(Not a hundred percent sure if this is a misunderstanding of tokio::net::TcpStream
, Tcp in general or the tc
utility)
I'm implementing a two-party protocol using tokio::net::TcpStream
and tokio_serde::SymmetricallyFramed
. These are used to build an Transport
struct that implements SinkExt
and StreamExt
for some serde
item. I've set nodelay()
on the TcpStream.
On a high level the protocol looks like this:
let mut response = initial_value;
loop {
let msg = compute_message(response); // fast and messages are small, usually less than 100 bytes
transport.send(msg).await;
let response = transport.next().await;
if done_condition {
break;
}
}
where transport
is the struct which can send and receive msg structs by serializing/deserializing them with bincode and sending them via a TcpStream
.
Now I want to benchmark this protocol using the linux traffic control (tc) utility. I have to hosts and on each execute the following:
#!/bin/sh
/sbin/tc qdisc del dev enp23s0 root
/sbin/tc qdisc add dev enp23s0 root handle 1:0 htb default 10
/sbin/tc class add dev enp23s0 parent 1:0 classid 1:10 htb rate 100Mbit
/sbin/tc qdisc add dev enp23s0 parent 1:10 handle 10:0 netem delay 50ms 3ms 25% distribution normal
which adds a delay of 50ms to the sending for both parties.
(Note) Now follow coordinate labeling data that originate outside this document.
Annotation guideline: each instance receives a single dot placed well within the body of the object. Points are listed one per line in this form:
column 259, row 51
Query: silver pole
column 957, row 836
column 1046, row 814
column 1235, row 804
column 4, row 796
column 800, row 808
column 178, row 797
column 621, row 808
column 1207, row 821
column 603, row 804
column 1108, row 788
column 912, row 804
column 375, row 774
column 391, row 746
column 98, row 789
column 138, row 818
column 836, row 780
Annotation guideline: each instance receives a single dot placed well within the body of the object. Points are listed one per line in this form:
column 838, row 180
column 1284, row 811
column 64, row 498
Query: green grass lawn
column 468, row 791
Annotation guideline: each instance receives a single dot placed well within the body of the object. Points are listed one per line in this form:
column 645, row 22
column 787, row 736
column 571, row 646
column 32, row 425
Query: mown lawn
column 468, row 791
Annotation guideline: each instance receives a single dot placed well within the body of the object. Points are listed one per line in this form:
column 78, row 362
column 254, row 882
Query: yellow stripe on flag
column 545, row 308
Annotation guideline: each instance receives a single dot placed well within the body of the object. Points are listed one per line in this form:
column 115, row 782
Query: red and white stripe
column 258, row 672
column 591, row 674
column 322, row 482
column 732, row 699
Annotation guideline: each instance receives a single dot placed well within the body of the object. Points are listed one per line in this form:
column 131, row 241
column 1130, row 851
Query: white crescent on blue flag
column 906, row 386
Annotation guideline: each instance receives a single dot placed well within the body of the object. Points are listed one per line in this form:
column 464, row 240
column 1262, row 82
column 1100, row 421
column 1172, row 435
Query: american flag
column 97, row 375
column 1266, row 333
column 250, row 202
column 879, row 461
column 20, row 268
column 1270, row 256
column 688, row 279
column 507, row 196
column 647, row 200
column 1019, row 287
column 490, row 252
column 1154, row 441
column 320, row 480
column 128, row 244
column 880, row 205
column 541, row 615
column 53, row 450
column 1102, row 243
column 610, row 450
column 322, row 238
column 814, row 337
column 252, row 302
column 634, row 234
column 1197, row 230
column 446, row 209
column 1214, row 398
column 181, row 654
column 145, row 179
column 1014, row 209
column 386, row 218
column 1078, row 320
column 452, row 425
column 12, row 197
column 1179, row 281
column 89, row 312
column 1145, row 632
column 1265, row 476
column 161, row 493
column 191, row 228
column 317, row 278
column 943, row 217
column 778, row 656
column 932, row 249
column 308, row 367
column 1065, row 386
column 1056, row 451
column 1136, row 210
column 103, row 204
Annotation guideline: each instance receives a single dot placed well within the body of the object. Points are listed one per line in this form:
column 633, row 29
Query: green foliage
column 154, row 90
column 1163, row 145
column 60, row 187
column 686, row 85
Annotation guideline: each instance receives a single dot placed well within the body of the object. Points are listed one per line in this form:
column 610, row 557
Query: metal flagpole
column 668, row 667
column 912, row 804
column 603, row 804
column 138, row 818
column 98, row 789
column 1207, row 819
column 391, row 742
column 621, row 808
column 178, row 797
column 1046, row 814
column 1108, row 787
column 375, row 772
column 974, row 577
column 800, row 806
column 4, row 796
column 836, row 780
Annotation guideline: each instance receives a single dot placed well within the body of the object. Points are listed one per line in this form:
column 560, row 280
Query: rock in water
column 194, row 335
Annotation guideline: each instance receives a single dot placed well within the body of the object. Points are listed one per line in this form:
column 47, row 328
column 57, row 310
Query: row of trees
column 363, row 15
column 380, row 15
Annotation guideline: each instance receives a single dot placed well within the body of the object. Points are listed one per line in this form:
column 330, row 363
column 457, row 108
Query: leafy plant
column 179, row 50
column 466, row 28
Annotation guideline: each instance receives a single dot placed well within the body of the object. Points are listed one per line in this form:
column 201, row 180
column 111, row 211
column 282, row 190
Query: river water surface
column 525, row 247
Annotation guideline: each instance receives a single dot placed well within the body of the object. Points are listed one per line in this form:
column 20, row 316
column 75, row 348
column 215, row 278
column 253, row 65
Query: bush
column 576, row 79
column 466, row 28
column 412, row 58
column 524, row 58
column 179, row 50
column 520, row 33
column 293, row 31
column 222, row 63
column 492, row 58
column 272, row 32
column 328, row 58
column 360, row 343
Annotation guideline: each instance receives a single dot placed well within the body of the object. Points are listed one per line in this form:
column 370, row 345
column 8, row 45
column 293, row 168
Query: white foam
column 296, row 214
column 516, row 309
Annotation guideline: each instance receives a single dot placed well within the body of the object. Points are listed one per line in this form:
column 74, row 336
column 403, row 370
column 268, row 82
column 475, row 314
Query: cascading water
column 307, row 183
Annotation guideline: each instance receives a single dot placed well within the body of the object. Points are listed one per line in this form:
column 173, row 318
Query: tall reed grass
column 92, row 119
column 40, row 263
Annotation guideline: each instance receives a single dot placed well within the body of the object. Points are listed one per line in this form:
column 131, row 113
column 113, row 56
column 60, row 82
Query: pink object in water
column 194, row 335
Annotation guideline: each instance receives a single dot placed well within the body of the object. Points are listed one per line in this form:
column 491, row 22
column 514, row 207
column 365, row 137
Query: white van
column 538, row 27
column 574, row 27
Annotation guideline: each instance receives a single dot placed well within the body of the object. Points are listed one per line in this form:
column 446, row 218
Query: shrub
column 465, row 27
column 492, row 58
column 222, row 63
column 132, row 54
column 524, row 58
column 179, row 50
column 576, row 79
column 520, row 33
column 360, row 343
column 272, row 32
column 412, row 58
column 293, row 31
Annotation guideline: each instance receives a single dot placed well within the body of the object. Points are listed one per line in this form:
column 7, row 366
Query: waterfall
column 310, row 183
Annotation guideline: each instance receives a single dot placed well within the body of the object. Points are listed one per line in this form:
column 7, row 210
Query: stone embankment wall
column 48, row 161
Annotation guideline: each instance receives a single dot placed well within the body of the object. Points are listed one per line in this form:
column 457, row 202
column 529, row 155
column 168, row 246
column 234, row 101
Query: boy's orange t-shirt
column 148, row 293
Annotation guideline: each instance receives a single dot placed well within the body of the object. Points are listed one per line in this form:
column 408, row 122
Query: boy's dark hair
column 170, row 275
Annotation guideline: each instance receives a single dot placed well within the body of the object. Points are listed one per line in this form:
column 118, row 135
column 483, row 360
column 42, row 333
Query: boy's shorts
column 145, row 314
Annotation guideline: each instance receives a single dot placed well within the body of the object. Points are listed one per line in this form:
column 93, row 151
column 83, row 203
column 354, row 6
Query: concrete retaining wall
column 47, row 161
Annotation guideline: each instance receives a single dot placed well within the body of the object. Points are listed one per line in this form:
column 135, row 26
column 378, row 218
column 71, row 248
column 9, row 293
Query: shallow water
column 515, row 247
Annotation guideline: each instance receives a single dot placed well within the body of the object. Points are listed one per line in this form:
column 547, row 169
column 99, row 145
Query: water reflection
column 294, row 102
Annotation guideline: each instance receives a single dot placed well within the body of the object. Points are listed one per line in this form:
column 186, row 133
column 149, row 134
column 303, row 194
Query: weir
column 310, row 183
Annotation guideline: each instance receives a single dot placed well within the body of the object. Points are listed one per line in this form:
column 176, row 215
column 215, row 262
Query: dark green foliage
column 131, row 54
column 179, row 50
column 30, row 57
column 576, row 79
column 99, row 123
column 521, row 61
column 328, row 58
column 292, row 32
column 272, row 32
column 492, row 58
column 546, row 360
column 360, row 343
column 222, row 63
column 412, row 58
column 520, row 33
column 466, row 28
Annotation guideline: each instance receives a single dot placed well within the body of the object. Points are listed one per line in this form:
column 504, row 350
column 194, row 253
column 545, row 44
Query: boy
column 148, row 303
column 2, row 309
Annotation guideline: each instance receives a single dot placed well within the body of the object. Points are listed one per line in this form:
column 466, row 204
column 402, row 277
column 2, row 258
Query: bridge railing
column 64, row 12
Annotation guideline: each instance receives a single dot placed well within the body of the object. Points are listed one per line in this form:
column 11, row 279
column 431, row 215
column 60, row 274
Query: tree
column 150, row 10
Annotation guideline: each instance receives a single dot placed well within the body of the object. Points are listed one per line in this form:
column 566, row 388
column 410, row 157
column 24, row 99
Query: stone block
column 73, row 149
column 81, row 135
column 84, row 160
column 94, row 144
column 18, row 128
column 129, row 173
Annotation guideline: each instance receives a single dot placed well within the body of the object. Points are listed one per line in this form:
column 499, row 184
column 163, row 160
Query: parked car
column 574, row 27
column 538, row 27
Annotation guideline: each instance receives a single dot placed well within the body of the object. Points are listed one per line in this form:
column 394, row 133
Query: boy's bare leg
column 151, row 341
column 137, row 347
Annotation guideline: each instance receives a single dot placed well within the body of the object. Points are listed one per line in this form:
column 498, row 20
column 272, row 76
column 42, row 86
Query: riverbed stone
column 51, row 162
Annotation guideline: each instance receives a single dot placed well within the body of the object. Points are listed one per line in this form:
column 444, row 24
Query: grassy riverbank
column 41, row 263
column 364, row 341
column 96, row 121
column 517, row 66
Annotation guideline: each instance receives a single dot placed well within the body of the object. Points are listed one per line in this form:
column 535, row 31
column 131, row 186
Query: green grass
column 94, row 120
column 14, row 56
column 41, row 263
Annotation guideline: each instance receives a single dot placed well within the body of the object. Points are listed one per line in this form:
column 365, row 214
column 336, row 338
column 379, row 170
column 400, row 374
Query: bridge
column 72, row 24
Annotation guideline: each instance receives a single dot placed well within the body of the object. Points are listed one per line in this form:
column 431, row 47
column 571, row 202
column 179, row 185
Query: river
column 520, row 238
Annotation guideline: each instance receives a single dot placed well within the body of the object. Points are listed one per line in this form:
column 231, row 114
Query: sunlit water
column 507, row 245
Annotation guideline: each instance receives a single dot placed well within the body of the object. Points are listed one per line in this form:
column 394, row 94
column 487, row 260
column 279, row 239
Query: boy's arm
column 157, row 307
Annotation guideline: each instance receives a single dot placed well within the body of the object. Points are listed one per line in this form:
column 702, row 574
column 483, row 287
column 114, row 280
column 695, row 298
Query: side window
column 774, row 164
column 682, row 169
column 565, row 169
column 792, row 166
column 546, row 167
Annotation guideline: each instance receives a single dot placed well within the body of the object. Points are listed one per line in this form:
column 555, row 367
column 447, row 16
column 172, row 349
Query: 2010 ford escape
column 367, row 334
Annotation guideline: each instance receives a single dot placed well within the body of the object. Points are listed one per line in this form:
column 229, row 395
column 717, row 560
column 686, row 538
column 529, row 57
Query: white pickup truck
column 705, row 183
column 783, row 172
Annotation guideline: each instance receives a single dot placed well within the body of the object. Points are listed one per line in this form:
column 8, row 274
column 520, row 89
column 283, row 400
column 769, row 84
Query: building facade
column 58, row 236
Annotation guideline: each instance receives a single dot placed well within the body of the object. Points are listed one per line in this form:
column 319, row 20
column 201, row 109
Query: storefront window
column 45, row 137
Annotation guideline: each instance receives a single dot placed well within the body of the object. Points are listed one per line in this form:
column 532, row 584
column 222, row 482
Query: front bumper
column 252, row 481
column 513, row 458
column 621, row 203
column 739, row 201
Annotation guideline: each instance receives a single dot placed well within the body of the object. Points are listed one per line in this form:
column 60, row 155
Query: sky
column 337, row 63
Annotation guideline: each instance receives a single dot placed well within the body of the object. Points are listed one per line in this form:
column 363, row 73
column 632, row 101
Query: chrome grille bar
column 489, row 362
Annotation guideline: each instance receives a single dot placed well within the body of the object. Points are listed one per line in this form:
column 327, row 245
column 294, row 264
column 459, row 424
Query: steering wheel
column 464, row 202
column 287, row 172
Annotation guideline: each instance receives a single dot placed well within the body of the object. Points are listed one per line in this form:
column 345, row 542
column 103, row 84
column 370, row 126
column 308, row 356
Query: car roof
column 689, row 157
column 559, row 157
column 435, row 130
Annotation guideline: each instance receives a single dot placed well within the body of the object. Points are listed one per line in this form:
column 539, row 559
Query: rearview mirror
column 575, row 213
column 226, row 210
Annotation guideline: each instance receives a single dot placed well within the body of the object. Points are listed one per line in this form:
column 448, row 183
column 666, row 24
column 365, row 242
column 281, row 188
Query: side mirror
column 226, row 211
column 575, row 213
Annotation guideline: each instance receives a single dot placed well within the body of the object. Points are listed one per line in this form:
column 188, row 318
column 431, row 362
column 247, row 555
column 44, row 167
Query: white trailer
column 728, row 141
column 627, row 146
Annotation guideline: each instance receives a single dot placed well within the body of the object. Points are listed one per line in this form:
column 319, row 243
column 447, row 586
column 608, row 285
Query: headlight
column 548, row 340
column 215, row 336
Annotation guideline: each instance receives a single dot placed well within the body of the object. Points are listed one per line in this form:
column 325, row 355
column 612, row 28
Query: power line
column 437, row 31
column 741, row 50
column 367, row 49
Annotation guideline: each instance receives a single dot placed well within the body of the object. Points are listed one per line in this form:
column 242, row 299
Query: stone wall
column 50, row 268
As expected, the ping output shows a round trip time of approx. 100 ms:
> ping host_b
64 bytes from <ommited>: icmp_seq=1 ttl=64 time=98.9 ms
64 bytes from <ommited>: icmp_seq=2 ttl=64 time=101 ms
64 bytes from <ommited>: icmp_seq=3 ttl=64 time=96.1 ms
64 bytes from <ommited>: icmp_seq=4 ttl=64 time=98.6 ms
64 bytes from <ommited>: icmp_seq=5 ttl=64 time=94.8 ms
So now to the confusing part:
I would expect my protocol to finish in #loop iterations * RTT / 2
time. Both parties should be able to send their messages at the same time and receive approx. 50 ms later the message of the other party. So each loop iteration should take RTT / 2
time.
However, this is not what I'm observing. When measuring the time of the send
and next
operations, send completes almost immediately, while next
takes around 100 ms. So it seems like each loop operation takes the time of a roundtrip.
I guess this is not an issue with my usage of tokio's TcpStream, but rather my understanding of Tcp or my usage of tc
but I can't figure it out
I hope someone can help me
Edit:
Looking at the logs, I noticed something weird:
Logs - Party 0
{"timestamp":"2022-03-24T19:16:05.811818Z","fields":{"message":"Layer send","layer_time":"0"}}
{"timestamp":"2022-03-24T19:16:05.811890Z","fields":{"message":"Layer recv","layer_time":"0"}}
{"timestamp":"2022-03-24T19:16:05.811967Z","fields":{"message":"Layer send","layer_time":"0"}}
{"timestamp":"2022-03-24T19:16:05.910809Z","fields":{"message":"Layer recv","layer_time":"98"}}
{"timestamp":"2022-03-24T19:16:05.910968Z","fields":{"message":"Layer send","layer_time":"0"}}
{"timestamp":"2022-03-24T19:16:06.008920Z","fields":{"message":"Layer recv","layer_time":"97"}}
it continues in the 0
and ~100
pattern.
Logs - Party 1
{"timestamp":"2022-03-24T19:16:05.760583Z","fields":{"message":"Layer send","layer_time":"0"}}
{"timestamp":"2022-03-24T19:16:05.858636Z","fields":{"message":"Layer recv","layer_time":"98"}}
{"timestamp":"2022-03-24T19:16:05.858804Z","fields":{"message":"Layer send","layer_time":"0"}}
{"timestamp":"2022-03-24T19:16:05.952837Z","fields":{"message":"Layer recv","layer_time":"94"}}
{"timestamp":"2022-03-24T19:16:05.952967Z","fields":{"message":"Layer send","layer_time":"0"}}
{"timestamp":"2022-03-24T19:16:06.052081Z","fields":{"message":"Layer recv","layer_time":"99"}}
it continues in the 0
and ~100
pattern.
It seems like P1 is sending the first message significantly before P0. In the beginning, P0 sends their message, immediately receives the message by P1 and directly sends the next message of the second iteration of the loop. What confuses me, is that P1 receives the second message nearly 100 ms after the first, although they were sent at virtually the same time!
This would maybe make sense if there was message reordering involved, but from what I can tell, that should not be the case here.